Jeden ersten Mittwoch im Monat treffen sich Menschen über 50 Jahre und jüngere Interessierte zum „Kaffee-Klatsch und mehr“. Bei Kaffee und Kuchen erwartet die Teilnehmer in der Evangelischen Versöhnungskirche in der Johannesstraße von 15 Uhr bis 17 Uhr auch immer ein interessanter Vortrag.
Am 3. Juli 2024 ist die Polizei zu Gast und wird die Zuhörer über den sogenannten Enkeltrick und andere Themen aufklären.

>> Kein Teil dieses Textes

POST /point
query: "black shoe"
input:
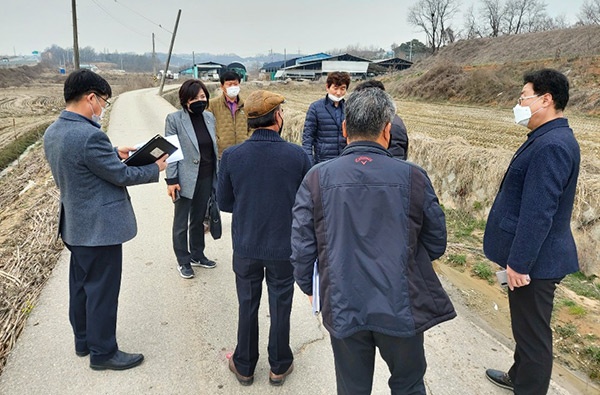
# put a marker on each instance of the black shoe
(279, 379)
(244, 380)
(499, 378)
(120, 361)
(186, 271)
(203, 262)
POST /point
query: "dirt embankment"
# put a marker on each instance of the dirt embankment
(488, 71)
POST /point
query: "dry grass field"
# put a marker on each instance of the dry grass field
(474, 144)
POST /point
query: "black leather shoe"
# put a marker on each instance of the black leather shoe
(279, 379)
(204, 262)
(244, 380)
(120, 361)
(499, 378)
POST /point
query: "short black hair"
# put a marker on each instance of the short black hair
(84, 81)
(264, 120)
(230, 75)
(550, 81)
(338, 78)
(190, 89)
(370, 84)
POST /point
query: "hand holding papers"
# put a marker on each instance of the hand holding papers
(177, 155)
(150, 152)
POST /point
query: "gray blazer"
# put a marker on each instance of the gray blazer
(185, 172)
(95, 208)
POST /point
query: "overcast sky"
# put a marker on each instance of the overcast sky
(246, 28)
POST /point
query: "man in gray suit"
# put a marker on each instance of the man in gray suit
(96, 215)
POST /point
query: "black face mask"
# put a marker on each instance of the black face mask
(197, 107)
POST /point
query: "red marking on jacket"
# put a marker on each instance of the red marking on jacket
(363, 160)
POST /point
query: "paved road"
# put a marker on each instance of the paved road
(186, 328)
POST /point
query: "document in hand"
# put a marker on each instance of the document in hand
(154, 149)
(316, 290)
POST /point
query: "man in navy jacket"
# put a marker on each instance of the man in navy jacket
(528, 229)
(375, 224)
(258, 180)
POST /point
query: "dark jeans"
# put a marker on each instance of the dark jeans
(355, 362)
(249, 274)
(189, 219)
(94, 284)
(530, 313)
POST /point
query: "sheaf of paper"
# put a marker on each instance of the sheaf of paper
(177, 155)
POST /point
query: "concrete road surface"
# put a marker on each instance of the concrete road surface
(187, 328)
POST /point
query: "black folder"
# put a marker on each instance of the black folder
(154, 149)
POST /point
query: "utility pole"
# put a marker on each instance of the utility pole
(153, 57)
(162, 80)
(75, 40)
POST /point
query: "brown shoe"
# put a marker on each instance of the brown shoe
(244, 380)
(279, 379)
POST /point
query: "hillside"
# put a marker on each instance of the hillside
(488, 71)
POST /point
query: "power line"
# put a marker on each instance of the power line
(116, 19)
(143, 16)
(124, 24)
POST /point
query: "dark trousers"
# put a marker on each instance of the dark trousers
(355, 362)
(189, 219)
(94, 284)
(249, 274)
(530, 313)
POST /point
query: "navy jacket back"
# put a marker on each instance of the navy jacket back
(375, 224)
(258, 180)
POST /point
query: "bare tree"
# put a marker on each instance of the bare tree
(590, 13)
(493, 12)
(433, 16)
(522, 16)
(472, 28)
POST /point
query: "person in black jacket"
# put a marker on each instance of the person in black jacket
(322, 136)
(375, 224)
(258, 180)
(399, 138)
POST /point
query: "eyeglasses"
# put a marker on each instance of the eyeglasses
(105, 101)
(520, 100)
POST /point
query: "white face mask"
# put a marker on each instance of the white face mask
(97, 118)
(523, 114)
(334, 98)
(233, 91)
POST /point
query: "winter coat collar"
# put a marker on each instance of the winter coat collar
(365, 145)
(265, 135)
(73, 116)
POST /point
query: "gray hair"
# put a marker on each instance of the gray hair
(368, 111)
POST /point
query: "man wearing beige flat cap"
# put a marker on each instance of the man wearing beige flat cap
(258, 180)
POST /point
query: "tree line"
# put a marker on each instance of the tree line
(61, 57)
(490, 18)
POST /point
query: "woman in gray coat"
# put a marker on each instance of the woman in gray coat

Der so genannte Enkeltrick ist eine besonders hinterhältige Form des Betrugs, der für Opfer oft existenzielle Folgen haben kann. Mit den Worten „Rate mal, wer hier spricht“ oder ähnlichen Formulierungen rufen die Betrüger bei meist älteren und alleinlebenden Personen an. Sie geben sich als Verwandte, Enkel oder auch gute Bekannte aus und bitten kurzfristig um Bargeld.
Als Grund wird ein finanzieller Engpass oder eine Notlage vorgetäuscht, beispielsweise ein Unfall, ein Auto- oder Computerkauf. Die Lage wird immer äußerst dringlich dargestellt. Oft werden die Betroffenen durch wiederholte Anrufe unter Druck gesetzt. Sobald das Opfer zahlen will, wird ein Bote angekündigt, der das Geld abholt.

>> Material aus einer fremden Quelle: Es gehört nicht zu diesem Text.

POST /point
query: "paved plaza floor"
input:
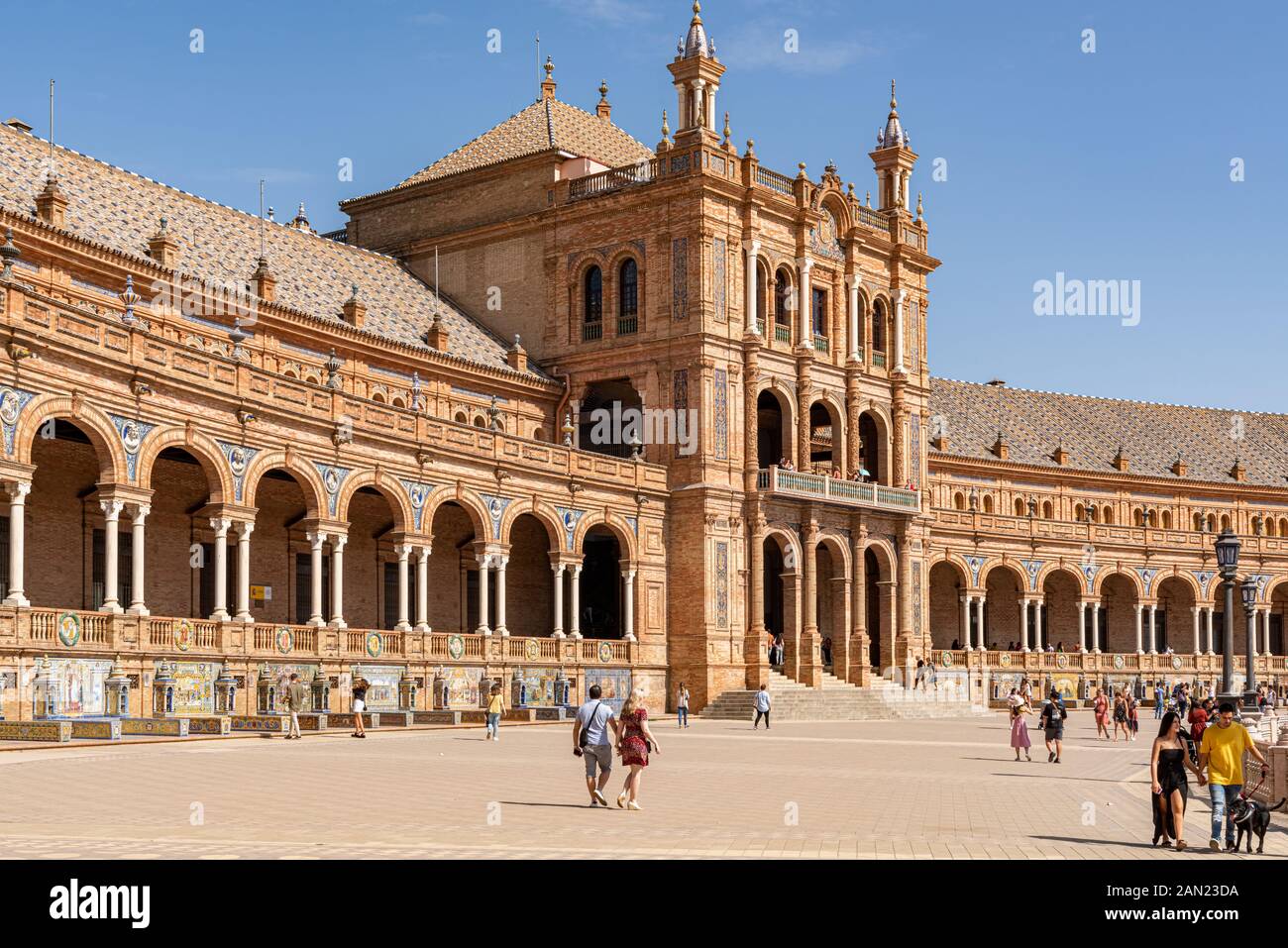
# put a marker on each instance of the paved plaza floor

Hat der Betroffene die geforderte Summe nicht parat, wird er gebeten, unverzüglich zur Bank zu gehen und dort den Betrag abzuheben. Nicht selten ruft der Täter sogar ein Taxi, wenn das Opfer den Weg nicht mehr zu Fuß bewältigen kann. Auf diese Weise haben Enkeltrick-Betrüger in der Vergangenheit bereits Beträge im fünfstelligen Eurobereich erbeutet.

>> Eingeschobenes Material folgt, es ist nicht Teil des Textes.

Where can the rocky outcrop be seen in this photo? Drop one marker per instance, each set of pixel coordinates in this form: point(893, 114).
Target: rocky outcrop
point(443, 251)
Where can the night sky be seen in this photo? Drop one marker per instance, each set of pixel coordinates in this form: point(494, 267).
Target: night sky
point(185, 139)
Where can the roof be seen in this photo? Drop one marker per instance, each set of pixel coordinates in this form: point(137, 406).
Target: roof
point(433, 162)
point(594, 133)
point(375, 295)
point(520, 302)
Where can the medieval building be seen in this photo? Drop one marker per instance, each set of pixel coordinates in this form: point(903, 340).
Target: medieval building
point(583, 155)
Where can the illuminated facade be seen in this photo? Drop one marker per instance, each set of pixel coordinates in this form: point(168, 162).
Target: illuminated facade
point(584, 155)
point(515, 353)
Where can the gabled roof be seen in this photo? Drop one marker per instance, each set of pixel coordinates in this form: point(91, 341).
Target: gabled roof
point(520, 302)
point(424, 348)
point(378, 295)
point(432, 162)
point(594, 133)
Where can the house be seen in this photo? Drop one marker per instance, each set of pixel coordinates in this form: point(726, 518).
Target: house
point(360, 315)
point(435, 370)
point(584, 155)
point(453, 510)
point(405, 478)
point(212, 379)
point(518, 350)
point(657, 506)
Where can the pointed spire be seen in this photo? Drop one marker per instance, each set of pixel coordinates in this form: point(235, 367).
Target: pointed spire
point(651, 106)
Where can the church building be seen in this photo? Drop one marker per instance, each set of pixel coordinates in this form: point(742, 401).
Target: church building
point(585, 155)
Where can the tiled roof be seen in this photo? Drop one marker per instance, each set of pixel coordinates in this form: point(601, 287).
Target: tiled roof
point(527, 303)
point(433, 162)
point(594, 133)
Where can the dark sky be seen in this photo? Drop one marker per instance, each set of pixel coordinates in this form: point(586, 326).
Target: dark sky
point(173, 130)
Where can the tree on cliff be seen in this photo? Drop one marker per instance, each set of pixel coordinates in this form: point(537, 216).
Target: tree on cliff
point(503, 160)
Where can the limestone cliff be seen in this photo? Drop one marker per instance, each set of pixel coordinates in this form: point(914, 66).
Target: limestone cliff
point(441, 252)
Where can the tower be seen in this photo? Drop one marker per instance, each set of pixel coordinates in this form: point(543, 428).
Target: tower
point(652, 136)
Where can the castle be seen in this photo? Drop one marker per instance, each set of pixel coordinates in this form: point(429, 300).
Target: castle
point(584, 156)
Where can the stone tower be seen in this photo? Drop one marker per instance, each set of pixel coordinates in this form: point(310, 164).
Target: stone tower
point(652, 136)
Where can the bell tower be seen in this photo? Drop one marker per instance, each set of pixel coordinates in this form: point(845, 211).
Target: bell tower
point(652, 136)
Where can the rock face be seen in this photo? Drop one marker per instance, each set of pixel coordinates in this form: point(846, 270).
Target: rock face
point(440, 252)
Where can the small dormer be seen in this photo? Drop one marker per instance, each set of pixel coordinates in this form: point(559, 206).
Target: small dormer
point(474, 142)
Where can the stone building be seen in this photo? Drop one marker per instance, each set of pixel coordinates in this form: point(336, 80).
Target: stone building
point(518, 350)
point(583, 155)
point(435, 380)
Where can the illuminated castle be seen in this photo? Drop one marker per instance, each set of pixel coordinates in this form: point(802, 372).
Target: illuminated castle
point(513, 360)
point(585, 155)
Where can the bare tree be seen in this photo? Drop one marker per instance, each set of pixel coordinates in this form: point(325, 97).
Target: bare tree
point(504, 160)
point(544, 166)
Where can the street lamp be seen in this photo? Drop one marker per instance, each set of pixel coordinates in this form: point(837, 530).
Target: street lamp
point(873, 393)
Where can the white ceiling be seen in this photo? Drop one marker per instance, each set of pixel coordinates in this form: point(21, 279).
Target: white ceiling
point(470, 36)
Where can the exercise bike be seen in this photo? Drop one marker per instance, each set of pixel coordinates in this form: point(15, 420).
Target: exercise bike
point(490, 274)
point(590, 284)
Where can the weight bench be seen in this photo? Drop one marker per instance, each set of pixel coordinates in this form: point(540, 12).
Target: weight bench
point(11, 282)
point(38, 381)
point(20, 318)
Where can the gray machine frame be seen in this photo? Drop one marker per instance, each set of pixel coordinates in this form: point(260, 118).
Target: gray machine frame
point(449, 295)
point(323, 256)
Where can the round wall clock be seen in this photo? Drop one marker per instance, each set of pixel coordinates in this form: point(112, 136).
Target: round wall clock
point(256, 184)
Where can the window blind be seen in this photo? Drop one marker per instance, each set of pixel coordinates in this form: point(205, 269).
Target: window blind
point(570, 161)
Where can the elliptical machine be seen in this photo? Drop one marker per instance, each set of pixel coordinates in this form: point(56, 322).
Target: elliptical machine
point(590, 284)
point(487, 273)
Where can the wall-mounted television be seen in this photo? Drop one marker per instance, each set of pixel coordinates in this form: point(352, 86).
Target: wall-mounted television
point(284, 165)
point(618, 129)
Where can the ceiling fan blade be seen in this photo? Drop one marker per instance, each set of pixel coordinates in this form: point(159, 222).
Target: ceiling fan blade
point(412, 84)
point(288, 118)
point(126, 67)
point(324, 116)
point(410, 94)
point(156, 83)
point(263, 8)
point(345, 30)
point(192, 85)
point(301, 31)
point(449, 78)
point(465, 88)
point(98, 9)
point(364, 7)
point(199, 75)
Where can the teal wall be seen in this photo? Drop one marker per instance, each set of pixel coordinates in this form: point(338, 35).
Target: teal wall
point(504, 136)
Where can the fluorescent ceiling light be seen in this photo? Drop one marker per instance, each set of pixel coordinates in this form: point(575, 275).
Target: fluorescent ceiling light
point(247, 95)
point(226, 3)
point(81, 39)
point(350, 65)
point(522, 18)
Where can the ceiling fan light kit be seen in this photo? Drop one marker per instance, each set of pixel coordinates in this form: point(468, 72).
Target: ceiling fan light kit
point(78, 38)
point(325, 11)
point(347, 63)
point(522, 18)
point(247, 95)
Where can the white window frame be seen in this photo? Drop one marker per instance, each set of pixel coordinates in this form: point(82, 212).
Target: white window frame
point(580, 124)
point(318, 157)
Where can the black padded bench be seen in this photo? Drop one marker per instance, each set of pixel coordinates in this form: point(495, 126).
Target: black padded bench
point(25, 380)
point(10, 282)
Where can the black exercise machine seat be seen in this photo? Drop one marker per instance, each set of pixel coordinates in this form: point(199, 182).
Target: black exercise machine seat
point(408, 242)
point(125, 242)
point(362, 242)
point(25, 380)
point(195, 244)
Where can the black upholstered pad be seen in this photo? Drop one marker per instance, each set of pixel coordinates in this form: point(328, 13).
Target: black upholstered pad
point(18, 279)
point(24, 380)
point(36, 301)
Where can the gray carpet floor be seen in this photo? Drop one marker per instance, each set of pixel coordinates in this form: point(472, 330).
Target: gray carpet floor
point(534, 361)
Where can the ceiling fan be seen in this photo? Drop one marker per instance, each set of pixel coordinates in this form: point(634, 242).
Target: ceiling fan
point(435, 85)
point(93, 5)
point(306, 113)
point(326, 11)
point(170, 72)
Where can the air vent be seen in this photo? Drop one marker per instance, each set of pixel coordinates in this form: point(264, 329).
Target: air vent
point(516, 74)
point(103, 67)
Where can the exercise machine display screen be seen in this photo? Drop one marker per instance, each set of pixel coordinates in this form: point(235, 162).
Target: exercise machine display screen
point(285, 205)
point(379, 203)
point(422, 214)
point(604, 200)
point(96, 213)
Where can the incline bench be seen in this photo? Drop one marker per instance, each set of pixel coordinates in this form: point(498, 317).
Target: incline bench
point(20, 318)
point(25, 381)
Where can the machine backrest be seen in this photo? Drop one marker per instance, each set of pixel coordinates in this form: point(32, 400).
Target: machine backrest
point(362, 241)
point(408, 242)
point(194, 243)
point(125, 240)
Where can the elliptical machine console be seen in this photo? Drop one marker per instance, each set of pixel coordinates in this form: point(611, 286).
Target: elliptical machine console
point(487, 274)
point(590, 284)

Inzwischen nutzen die Täter auch Messengerdienste, wie beispielsweise WhatsApp, um ihre Opfer im Namen von zum Beispiel Töchtern, Söhnen oder Enkeln zu Geldüberweisungen zu bewegen. Dabei suchen die Betrüger häufig mit Nachrichten wie, “Hallo Mama, hallo Papa, mein Handy ist kaputt, das ist meine neue Handynummer…“ den Einstieg in den Chat.
Im August 2024 Steht dann bei bei „Kaffee-Klatsch und mehr“ ein Bildvortrag von Irmgard Kaiser-Plum über ihre Reise-Höhepunkte in Südamerika auf dem Programm und für September ist ein Bildvortrag von Frau Knaak über die Anfänge der Plakatwerbung geplant. Weitere Veranstaltungen finden Sie in den nächsten Ausgaben.